A New Age now begins
Ben Judah, writing in Politico Magazine, supplies some answers to why Vladimir Putin has become so bold in Ukraine.
The West is blinking in disbelief – Vladimir Putin just invaded Ukraine. German diplomats, French Eurocrats and American pundits are all stunned. Why has Russia chosen to gamble its trillion-dollar ties with the West?
Western leaders are stunned because they haven’t realized Russia’s owners no longer respect Europeans the way they once did after the Cold War. Russia thinks the West is no longer a crusading alliance. Russia thinks the West is now all about the money.
Putin’s henchmen know this personally. Russia’s rulers have been buying up Europe for years. They have mansions and luxury flats from London’s West End to France’s Cote d’Azure. Their children are safe at British boarding and Swiss finishing schools. And their money is squirrelled away in Austrian banks and British tax havens.
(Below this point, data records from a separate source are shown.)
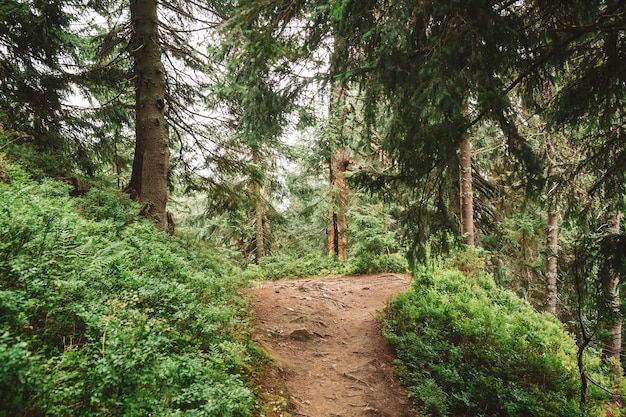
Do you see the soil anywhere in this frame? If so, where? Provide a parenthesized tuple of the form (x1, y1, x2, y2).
(241, 273, 414, 417)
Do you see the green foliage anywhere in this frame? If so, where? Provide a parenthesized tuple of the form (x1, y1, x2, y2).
(0, 135, 76, 179)
(0, 332, 36, 416)
(347, 198, 401, 257)
(347, 253, 408, 275)
(0, 161, 254, 417)
(243, 255, 347, 281)
(558, 223, 626, 399)
(242, 253, 408, 281)
(383, 261, 581, 417)
(0, 0, 74, 146)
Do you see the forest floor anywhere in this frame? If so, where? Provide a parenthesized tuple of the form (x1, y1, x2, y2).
(241, 273, 415, 417)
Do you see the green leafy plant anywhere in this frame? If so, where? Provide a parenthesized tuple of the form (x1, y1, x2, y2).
(347, 253, 408, 275)
(242, 253, 408, 281)
(347, 199, 401, 258)
(0, 160, 254, 417)
(383, 261, 581, 417)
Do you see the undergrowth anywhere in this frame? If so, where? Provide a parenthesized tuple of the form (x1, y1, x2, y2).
(0, 158, 255, 416)
(383, 259, 581, 417)
(242, 253, 408, 281)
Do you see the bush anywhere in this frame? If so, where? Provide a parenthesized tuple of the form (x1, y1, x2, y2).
(0, 160, 254, 417)
(347, 253, 408, 275)
(242, 253, 408, 281)
(243, 255, 349, 280)
(383, 264, 581, 417)
(0, 332, 39, 416)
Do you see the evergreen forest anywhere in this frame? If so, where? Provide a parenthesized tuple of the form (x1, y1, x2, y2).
(1, 0, 626, 416)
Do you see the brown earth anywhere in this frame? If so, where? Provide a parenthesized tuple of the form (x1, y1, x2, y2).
(242, 273, 414, 417)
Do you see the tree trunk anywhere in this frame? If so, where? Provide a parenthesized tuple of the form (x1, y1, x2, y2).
(254, 184, 266, 262)
(545, 206, 559, 315)
(129, 0, 170, 231)
(604, 212, 622, 379)
(459, 138, 474, 246)
(251, 147, 266, 262)
(326, 63, 349, 260)
(544, 130, 559, 315)
(328, 147, 348, 261)
(126, 135, 143, 199)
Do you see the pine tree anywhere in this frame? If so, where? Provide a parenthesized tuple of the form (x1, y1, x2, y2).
(346, 1, 543, 250)
(90, 0, 232, 230)
(0, 0, 81, 164)
(203, 4, 302, 261)
(523, 0, 626, 378)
Putin’s inner circle no longer fear the European establishment. They once imagined them all in MI6. Now they know better. They have seen firsthand how obsequious Western aristocrats and corporate tycoons suddenly turn when their billions come into play. They now view them as hypocrites—the same European elites who help them hide their fortunes.
Once Russia’s powerful listened when European embassies issued statements denouncing the baroque corruption of Russian state companies. But no more. Because they know full well it is European bankers, businessmen and lawyers who do the dirty work for them placing the proceeds of corruption in hideouts from the Dutch Antilles to the British Virgin Islands.
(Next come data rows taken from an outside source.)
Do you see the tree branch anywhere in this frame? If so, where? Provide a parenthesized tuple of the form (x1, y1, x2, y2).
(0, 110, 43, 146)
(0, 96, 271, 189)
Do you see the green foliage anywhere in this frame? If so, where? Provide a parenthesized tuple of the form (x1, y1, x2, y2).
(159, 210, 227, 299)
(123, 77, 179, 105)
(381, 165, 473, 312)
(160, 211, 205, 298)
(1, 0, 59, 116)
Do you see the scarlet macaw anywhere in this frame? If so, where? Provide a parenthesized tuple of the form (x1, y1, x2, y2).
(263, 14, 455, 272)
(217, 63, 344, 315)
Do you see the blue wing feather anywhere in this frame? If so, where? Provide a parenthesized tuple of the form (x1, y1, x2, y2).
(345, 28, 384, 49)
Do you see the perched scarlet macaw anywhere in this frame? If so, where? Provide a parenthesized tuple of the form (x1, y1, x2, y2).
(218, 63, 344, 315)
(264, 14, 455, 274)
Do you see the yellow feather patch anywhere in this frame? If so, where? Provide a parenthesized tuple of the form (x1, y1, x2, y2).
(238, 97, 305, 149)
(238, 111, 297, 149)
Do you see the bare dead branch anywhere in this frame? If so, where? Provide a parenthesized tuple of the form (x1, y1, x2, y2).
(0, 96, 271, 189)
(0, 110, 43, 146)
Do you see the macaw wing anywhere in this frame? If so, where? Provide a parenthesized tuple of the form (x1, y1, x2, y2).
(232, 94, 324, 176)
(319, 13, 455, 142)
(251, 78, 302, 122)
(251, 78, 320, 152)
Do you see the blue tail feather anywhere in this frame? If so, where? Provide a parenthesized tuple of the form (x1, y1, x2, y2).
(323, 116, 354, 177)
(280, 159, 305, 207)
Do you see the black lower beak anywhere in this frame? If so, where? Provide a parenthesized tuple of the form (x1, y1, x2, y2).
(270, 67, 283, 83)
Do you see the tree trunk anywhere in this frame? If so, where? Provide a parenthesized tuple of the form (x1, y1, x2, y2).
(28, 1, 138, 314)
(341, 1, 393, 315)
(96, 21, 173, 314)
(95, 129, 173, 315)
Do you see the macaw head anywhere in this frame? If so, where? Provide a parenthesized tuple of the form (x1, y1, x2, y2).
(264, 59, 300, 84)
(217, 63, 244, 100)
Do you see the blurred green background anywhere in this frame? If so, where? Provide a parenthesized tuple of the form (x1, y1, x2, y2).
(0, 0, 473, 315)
We are not talking big money. But very big money. None other than Putin’s Central Bank has estimated that two thirds of the $56 billion exiting Russia in 2012 might be traceable to illegal activities. Crimes like kickbacks, drug money or tax fraud. This is the money that posh English bankers are rolling out the red carpet for in London.
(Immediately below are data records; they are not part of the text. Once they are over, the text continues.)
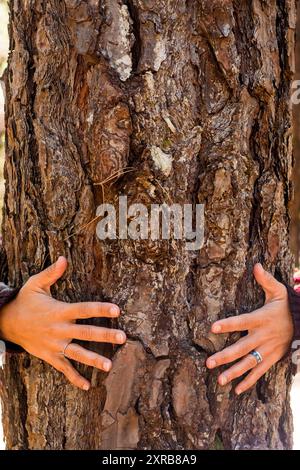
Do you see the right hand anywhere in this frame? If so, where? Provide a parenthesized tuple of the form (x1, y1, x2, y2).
(206, 264, 293, 394)
(0, 256, 126, 391)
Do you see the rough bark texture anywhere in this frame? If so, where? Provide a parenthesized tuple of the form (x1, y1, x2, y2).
(291, 3, 300, 266)
(0, 0, 297, 450)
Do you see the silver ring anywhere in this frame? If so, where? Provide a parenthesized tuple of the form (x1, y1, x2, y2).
(250, 350, 263, 364)
(62, 341, 72, 357)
Behind European corruption, Russia sees American weakness. The Kremlin does not believe European countries – with the exception of Germany – are truly independent of the United States. They see them as client states that Washington could force now, as it once did in the Cold War, not to do such business with the Kremlin.
Yes - the rope to hang us with, as Lenin said. We're buying it, and they're selling it.
NATO is a empty shell, as proven in Afghanistan. None of our "allies" wanted to fight - almost all of them wanted to guard the airport in Kabul. Putin's boldness is the result of cold calculation that no European government wants to send its boys to die for Ukraine. And if Europe won't take the lead, President Obama won't lift a finger either.
What happens next? If Putin is satisfied with only gobbling up the Crimea, the crisis will blow over pretty quickly. But if his appetite expands to include dining on some of the pro-Russian eastern provinces, Ukraine will be forced to go to war or risk seeing a forced partition.
In Warsaw, in Prague, in Budapest, and other capitals of the old Warsaw pact countries - the lights in the foreign ministry buildings are burning late.